So haben wir heutzutage viele wohlmeinende Eiferer, die nichts als Strafpredigten halten, immer nur die Sünden vorhalten, meinend, damit Buße zu wecken; und sie thuns, um nicht den Menschen gefällig zu seyn. Aber nicht gefällig und ungefällig seyn ist auch wieder Zweierlei. Sie sollten vor Allem ungefälliges, abstoßendes Wesen meiden, sollten's lernen, geduldiger, schonender, langmüthiger, schweigender zu werden, bis ihre Liebe und Barmherzigkeit gefühlt wird, an dem, daß sie den Barmherzigen anpreisen. Dann erst bekommen sie Macht, die Leute zur Buße und Bekehrung zu bringen.
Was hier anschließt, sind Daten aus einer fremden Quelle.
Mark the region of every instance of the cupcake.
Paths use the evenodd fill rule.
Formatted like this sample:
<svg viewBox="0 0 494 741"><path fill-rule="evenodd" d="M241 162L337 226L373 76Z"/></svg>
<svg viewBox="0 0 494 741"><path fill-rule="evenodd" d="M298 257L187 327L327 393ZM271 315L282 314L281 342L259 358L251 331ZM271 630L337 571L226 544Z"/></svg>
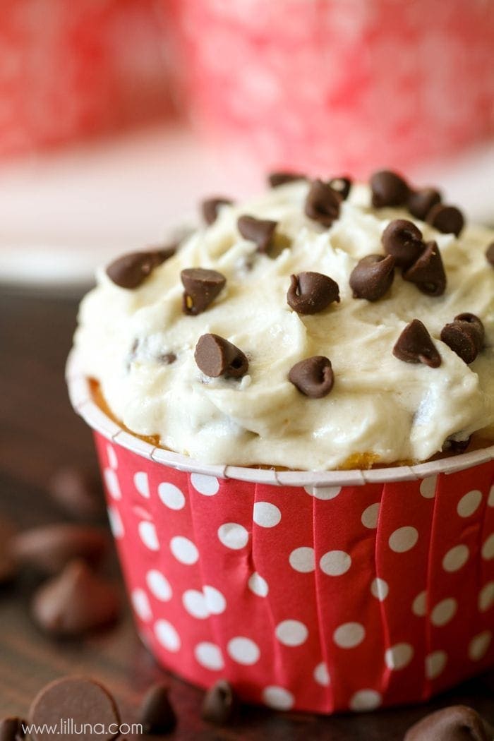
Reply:
<svg viewBox="0 0 494 741"><path fill-rule="evenodd" d="M424 700L494 659L494 232L390 171L270 181L81 307L139 631L278 709Z"/></svg>

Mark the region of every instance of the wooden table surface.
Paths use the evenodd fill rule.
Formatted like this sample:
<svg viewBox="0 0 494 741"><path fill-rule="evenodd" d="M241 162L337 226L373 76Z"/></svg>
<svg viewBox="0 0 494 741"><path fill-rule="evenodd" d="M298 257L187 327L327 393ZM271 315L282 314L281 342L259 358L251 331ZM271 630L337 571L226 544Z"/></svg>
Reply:
<svg viewBox="0 0 494 741"><path fill-rule="evenodd" d="M73 412L64 383L76 306L76 297L16 294L0 287L0 515L21 528L67 519L46 494L58 467L96 468L90 431ZM112 561L110 568L118 575L114 555ZM200 720L202 693L156 665L128 610L118 627L104 634L57 642L30 619L33 586L27 575L0 591L0 717L24 715L47 682L82 673L110 688L126 720L133 719L152 682L169 679L179 717L168 737L174 741L398 741L427 712L458 702L494 722L492 671L420 707L333 718L249 708L235 728L216 728Z"/></svg>

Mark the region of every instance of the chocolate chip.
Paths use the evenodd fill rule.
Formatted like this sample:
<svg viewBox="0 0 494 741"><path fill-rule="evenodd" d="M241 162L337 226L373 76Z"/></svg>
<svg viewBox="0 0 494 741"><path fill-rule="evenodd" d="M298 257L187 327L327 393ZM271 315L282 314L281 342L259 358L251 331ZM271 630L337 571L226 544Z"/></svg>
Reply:
<svg viewBox="0 0 494 741"><path fill-rule="evenodd" d="M31 605L33 618L47 633L79 636L115 622L120 602L113 584L84 561L72 561L59 576L44 582Z"/></svg>
<svg viewBox="0 0 494 741"><path fill-rule="evenodd" d="M121 288L137 288L155 268L175 254L176 247L147 252L131 252L118 257L107 268L107 275Z"/></svg>
<svg viewBox="0 0 494 741"><path fill-rule="evenodd" d="M196 362L206 376L244 376L249 361L241 350L217 334L203 334L199 337L194 353Z"/></svg>
<svg viewBox="0 0 494 741"><path fill-rule="evenodd" d="M340 215L341 196L328 183L313 181L305 199L305 215L324 227L330 227Z"/></svg>
<svg viewBox="0 0 494 741"><path fill-rule="evenodd" d="M415 283L427 296L441 296L446 290L446 273L435 242L428 242L422 254L403 273L404 280Z"/></svg>
<svg viewBox="0 0 494 741"><path fill-rule="evenodd" d="M426 715L405 734L404 741L490 741L478 713L458 705Z"/></svg>
<svg viewBox="0 0 494 741"><path fill-rule="evenodd" d="M481 319L470 313L458 314L441 331L443 342L467 365L473 362L484 347L484 336Z"/></svg>
<svg viewBox="0 0 494 741"><path fill-rule="evenodd" d="M207 198L201 204L202 217L206 224L214 224L218 218L218 213L221 206L231 206L233 202L230 198Z"/></svg>
<svg viewBox="0 0 494 741"><path fill-rule="evenodd" d="M375 208L384 206L402 206L407 202L410 189L407 183L396 173L380 170L370 178L372 204Z"/></svg>
<svg viewBox="0 0 494 741"><path fill-rule="evenodd" d="M322 273L299 273L290 279L287 301L298 314L316 314L340 300L338 283Z"/></svg>
<svg viewBox="0 0 494 741"><path fill-rule="evenodd" d="M426 221L438 231L458 236L465 225L461 211L455 206L444 206L436 203L427 213Z"/></svg>
<svg viewBox="0 0 494 741"><path fill-rule="evenodd" d="M311 399L326 396L335 382L331 361L322 355L315 355L296 363L288 373L288 380Z"/></svg>
<svg viewBox="0 0 494 741"><path fill-rule="evenodd" d="M227 279L217 270L187 268L180 273L185 290L182 302L184 314L202 313L223 290Z"/></svg>
<svg viewBox="0 0 494 741"><path fill-rule="evenodd" d="M427 213L436 204L441 203L441 193L434 187L423 187L412 190L408 196L408 210L415 219L424 222Z"/></svg>
<svg viewBox="0 0 494 741"><path fill-rule="evenodd" d="M201 716L216 725L231 723L238 714L240 701L226 679L219 679L204 695Z"/></svg>
<svg viewBox="0 0 494 741"><path fill-rule="evenodd" d="M273 246L277 223L269 219L243 216L237 221L237 227L245 239L256 242L258 252L266 253Z"/></svg>
<svg viewBox="0 0 494 741"><path fill-rule="evenodd" d="M359 260L350 276L354 299L378 301L391 288L395 277L392 255L367 255Z"/></svg>
<svg viewBox="0 0 494 741"><path fill-rule="evenodd" d="M110 741L119 735L120 717L108 690L94 679L64 677L44 687L29 711L33 741L63 741L100 739ZM81 726L93 733L81 734ZM59 729L56 735L53 729Z"/></svg>
<svg viewBox="0 0 494 741"><path fill-rule="evenodd" d="M173 730L177 717L170 702L167 685L156 684L149 688L141 703L139 722L145 734L159 735Z"/></svg>
<svg viewBox="0 0 494 741"><path fill-rule="evenodd" d="M12 542L12 553L18 562L45 574L56 574L73 558L97 566L107 548L102 531L66 523L25 530Z"/></svg>
<svg viewBox="0 0 494 741"><path fill-rule="evenodd" d="M410 268L424 252L422 233L413 222L395 219L390 222L381 237L384 252L393 255L398 268Z"/></svg>
<svg viewBox="0 0 494 741"><path fill-rule="evenodd" d="M433 368L441 365L441 356L419 319L407 325L393 348L393 354L406 363L424 363Z"/></svg>

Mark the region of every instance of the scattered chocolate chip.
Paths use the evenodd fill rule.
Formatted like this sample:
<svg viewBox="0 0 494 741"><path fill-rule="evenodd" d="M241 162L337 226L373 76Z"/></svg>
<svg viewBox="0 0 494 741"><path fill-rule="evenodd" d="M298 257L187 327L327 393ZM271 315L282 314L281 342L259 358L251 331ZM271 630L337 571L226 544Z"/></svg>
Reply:
<svg viewBox="0 0 494 741"><path fill-rule="evenodd" d="M256 242L258 252L266 253L273 246L277 223L269 219L256 219L246 215L239 217L237 227L245 239Z"/></svg>
<svg viewBox="0 0 494 741"><path fill-rule="evenodd" d="M97 566L107 548L103 531L61 523L24 530L13 539L11 550L19 563L45 574L56 574L74 558Z"/></svg>
<svg viewBox="0 0 494 741"><path fill-rule="evenodd" d="M331 361L322 355L315 355L296 363L290 368L288 380L310 399L327 396L335 382Z"/></svg>
<svg viewBox="0 0 494 741"><path fill-rule="evenodd" d="M31 704L29 721L38 729L31 731L33 741L53 741L50 727L59 729L56 735L64 741L110 741L119 735L115 700L99 682L84 677L64 677L44 687ZM96 732L81 735L84 723Z"/></svg>
<svg viewBox="0 0 494 741"><path fill-rule="evenodd" d="M206 376L244 376L249 361L238 348L217 334L203 334L199 337L194 353L196 362Z"/></svg>
<svg viewBox="0 0 494 741"><path fill-rule="evenodd" d="M441 356L419 319L407 325L393 348L393 354L406 363L424 363L433 368L441 365Z"/></svg>
<svg viewBox="0 0 494 741"><path fill-rule="evenodd" d="M446 290L446 273L439 248L428 242L422 254L403 273L404 280L415 283L427 296L441 296Z"/></svg>
<svg viewBox="0 0 494 741"><path fill-rule="evenodd" d="M359 260L350 276L354 299L378 301L391 288L395 277L392 255L367 255Z"/></svg>
<svg viewBox="0 0 494 741"><path fill-rule="evenodd" d="M139 722L145 734L159 735L173 730L177 717L170 702L167 685L156 684L149 688L141 703Z"/></svg>
<svg viewBox="0 0 494 741"><path fill-rule="evenodd" d="M137 288L155 268L175 254L175 247L147 252L131 252L118 257L107 268L107 275L121 288Z"/></svg>
<svg viewBox="0 0 494 741"><path fill-rule="evenodd" d="M230 198L207 198L201 204L202 217L206 224L210 225L214 224L218 218L218 213L221 206L231 206L233 202Z"/></svg>
<svg viewBox="0 0 494 741"><path fill-rule="evenodd" d="M427 213L426 222L438 231L458 236L465 225L461 211L455 206L444 206L436 203Z"/></svg>
<svg viewBox="0 0 494 741"><path fill-rule="evenodd" d="M115 622L120 601L113 585L79 560L44 582L35 593L31 608L35 622L47 633L79 636Z"/></svg>
<svg viewBox="0 0 494 741"><path fill-rule="evenodd" d="M470 313L458 314L441 331L443 342L467 365L473 362L484 347L484 336L481 319Z"/></svg>
<svg viewBox="0 0 494 741"><path fill-rule="evenodd" d="M415 219L424 222L427 213L436 204L441 203L441 193L434 187L422 187L412 190L408 196L408 210Z"/></svg>
<svg viewBox="0 0 494 741"><path fill-rule="evenodd" d="M410 189L407 183L390 170L380 170L370 178L372 203L375 208L402 206L407 202Z"/></svg>
<svg viewBox="0 0 494 741"><path fill-rule="evenodd" d="M324 227L330 227L340 215L341 196L328 183L313 181L305 199L305 215Z"/></svg>
<svg viewBox="0 0 494 741"><path fill-rule="evenodd" d="M204 268L187 268L180 273L180 279L185 288L182 310L193 316L205 311L227 282L227 279L218 270Z"/></svg>
<svg viewBox="0 0 494 741"><path fill-rule="evenodd" d="M204 695L201 716L216 725L227 725L240 711L240 701L230 683L219 679Z"/></svg>
<svg viewBox="0 0 494 741"><path fill-rule="evenodd" d="M404 741L490 741L478 713L457 705L427 715L405 734Z"/></svg>
<svg viewBox="0 0 494 741"><path fill-rule="evenodd" d="M410 268L425 249L422 233L413 222L395 219L390 222L381 237L384 252L393 255L398 268Z"/></svg>
<svg viewBox="0 0 494 741"><path fill-rule="evenodd" d="M287 301L298 314L316 314L340 300L338 283L322 273L299 273L290 279Z"/></svg>

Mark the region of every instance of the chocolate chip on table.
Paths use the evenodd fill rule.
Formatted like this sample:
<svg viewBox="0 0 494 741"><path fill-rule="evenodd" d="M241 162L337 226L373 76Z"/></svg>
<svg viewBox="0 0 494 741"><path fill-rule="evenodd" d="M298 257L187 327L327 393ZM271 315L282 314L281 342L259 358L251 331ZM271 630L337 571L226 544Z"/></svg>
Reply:
<svg viewBox="0 0 494 741"><path fill-rule="evenodd" d="M305 215L324 227L330 227L340 215L341 196L328 183L313 180L305 199Z"/></svg>
<svg viewBox="0 0 494 741"><path fill-rule="evenodd" d="M187 268L180 273L180 279L185 288L182 310L193 316L205 311L227 282L221 273L204 268Z"/></svg>
<svg viewBox="0 0 494 741"><path fill-rule="evenodd" d="M322 355L301 360L290 369L288 380L306 396L322 399L335 382L331 361Z"/></svg>
<svg viewBox="0 0 494 741"><path fill-rule="evenodd" d="M61 721L71 719L64 741L100 739L110 741L119 735L120 716L115 700L99 682L84 677L64 677L51 682L35 697L29 711L29 722L39 730L32 731L33 741L53 741L56 736L50 726L60 728ZM98 734L81 734L81 725L94 726ZM101 732L105 729L105 732ZM79 732L78 732L79 731Z"/></svg>
<svg viewBox="0 0 494 741"><path fill-rule="evenodd" d="M484 347L485 332L481 319L475 314L455 316L441 331L441 339L468 365L473 363Z"/></svg>
<svg viewBox="0 0 494 741"><path fill-rule="evenodd" d="M446 273L439 248L428 242L422 254L403 273L404 280L415 283L427 296L441 296L446 290Z"/></svg>
<svg viewBox="0 0 494 741"><path fill-rule="evenodd" d="M216 725L227 725L240 711L240 701L232 685L219 679L204 695L201 717Z"/></svg>
<svg viewBox="0 0 494 741"><path fill-rule="evenodd" d="M156 684L144 695L139 708L139 722L145 734L167 734L177 723L167 685Z"/></svg>
<svg viewBox="0 0 494 741"><path fill-rule="evenodd" d="M407 325L393 348L393 354L406 363L424 363L433 368L441 365L441 356L419 319Z"/></svg>
<svg viewBox="0 0 494 741"><path fill-rule="evenodd" d="M299 273L290 279L287 302L298 314L316 314L340 300L338 283L322 273Z"/></svg>
<svg viewBox="0 0 494 741"><path fill-rule="evenodd" d="M354 299L378 301L391 288L395 277L392 255L367 255L358 261L350 276Z"/></svg>
<svg viewBox="0 0 494 741"><path fill-rule="evenodd" d="M375 208L402 206L408 200L408 184L396 173L380 170L370 178L372 204Z"/></svg>
<svg viewBox="0 0 494 741"><path fill-rule="evenodd" d="M151 274L155 268L175 254L176 247L131 252L116 260L107 268L107 275L121 288L137 288Z"/></svg>
<svg viewBox="0 0 494 741"><path fill-rule="evenodd" d="M72 561L60 574L44 582L31 604L35 622L56 636L76 637L109 627L119 613L113 584L81 560Z"/></svg>
<svg viewBox="0 0 494 741"><path fill-rule="evenodd" d="M241 350L217 334L203 334L199 337L194 358L199 370L212 378L218 376L240 378L249 368L249 361Z"/></svg>
<svg viewBox="0 0 494 741"><path fill-rule="evenodd" d="M415 262L425 249L422 233L413 222L395 219L390 222L381 237L384 252L393 255L398 268L405 269Z"/></svg>
<svg viewBox="0 0 494 741"><path fill-rule="evenodd" d="M460 232L465 225L465 219L459 208L456 206L447 206L442 203L436 203L430 209L426 217L427 224L444 234L454 234L459 236Z"/></svg>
In der Regel kommts dann den Leuten von selber, wie dem Zachäus, dem der Heiland nur Liebe erzeigt, ohne die geringste Strafrede, obgleich er ein Dieb und Betrüger war, und der dann doch vor Jedermann seine Umkehr anzeigt, mit den Worten: „er wolle vierfältig wiedergeben, was er betrogen habe“.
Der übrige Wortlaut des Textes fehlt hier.